Bu sözler, 12 Eylül darbesinin ardından gözaltında kaybedilen Cemil Kırbayır’ın akıbetinin araştırılması amacıyla kurulan Meclis komisyonunun başkanı Prof. Dr. Zafer Üskül’e ait.
TBMM İnsan Haklarını İnceleme Komisyonu’nun gözaltında kaybedilenlerle ilgili alt komisyonu, Nisan 2011’de tamamlanan raporunda, darbeden bir gün sonra, 13 Eylül 1980'de evinden alınan Cemil Kırbayır'ın “gözaltında öldürülmüş olduğu” kanaatine vardı.

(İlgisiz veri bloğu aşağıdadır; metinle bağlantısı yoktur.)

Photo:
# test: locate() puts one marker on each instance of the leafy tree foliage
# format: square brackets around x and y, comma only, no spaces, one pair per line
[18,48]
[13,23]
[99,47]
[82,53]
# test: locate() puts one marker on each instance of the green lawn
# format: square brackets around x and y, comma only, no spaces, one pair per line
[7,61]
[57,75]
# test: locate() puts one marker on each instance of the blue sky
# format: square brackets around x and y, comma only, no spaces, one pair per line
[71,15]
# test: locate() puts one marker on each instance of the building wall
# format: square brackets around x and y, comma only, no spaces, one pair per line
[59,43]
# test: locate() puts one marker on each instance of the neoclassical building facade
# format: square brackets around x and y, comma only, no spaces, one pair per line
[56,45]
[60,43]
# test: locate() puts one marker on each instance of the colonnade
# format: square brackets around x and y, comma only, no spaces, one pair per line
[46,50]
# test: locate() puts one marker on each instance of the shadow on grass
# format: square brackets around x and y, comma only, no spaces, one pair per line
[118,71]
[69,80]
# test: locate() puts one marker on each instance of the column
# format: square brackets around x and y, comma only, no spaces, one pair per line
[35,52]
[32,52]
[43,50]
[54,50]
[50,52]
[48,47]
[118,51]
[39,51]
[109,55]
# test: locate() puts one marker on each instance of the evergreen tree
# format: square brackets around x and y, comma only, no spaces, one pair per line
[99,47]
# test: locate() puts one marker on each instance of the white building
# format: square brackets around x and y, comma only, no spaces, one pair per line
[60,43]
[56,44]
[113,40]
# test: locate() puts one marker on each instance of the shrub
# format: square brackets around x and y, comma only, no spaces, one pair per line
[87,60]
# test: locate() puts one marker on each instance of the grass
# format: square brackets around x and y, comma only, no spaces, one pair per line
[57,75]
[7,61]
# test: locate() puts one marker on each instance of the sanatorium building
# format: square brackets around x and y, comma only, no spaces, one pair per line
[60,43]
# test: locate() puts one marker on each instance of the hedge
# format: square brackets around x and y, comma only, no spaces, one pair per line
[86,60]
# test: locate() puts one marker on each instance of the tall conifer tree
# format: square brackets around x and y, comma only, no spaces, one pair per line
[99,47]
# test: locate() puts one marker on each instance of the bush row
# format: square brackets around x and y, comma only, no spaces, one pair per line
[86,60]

Hatta raporun sonunda yargıya sorumlular hakkında suç duyurusunda bulunma ve Kars’taki soruşturmanın sonucunu takip etme yargısına varılıyor:
“Komisyonumuz bu bilgi ve değerlendirmeler ışığında; Cemil Kırbayır’ın gözaltında iken işkence ile öldürüldüğü iddiası ile ilgili olarak; sorgulamayı yapan üç birim olan Emniyet, MİT ve Sıkıyönetim Komutanlığının o dönemdeki görevlileri ve yetkilileri ile dönemin sıkıyönetim komutanı hakkında, Kars Cumhuriyet Başsavcılığına suç duyurusunda bulunma, elindeki tüm bilgi, beyan ve belgeleri ilgili savcılığa göndererek soruşturmanın sonucunu takip etmenin uygun olacağı kanaat ve sonucuna ulaşmıştır.”
Sonra ne oldu?
Cemil Kırbayır halen “kayıp.”
Soruşturma ilerlemedi, dava açılmadı.
“Ölüm Allah’ın emri, belirsizlik zor”
33 yıldır oğlu Cemil Kırbayır'ı arayan Berfo Kırbayır, 21 Şubat 2013’te, 105 yaşındayken hayatını kaybetti.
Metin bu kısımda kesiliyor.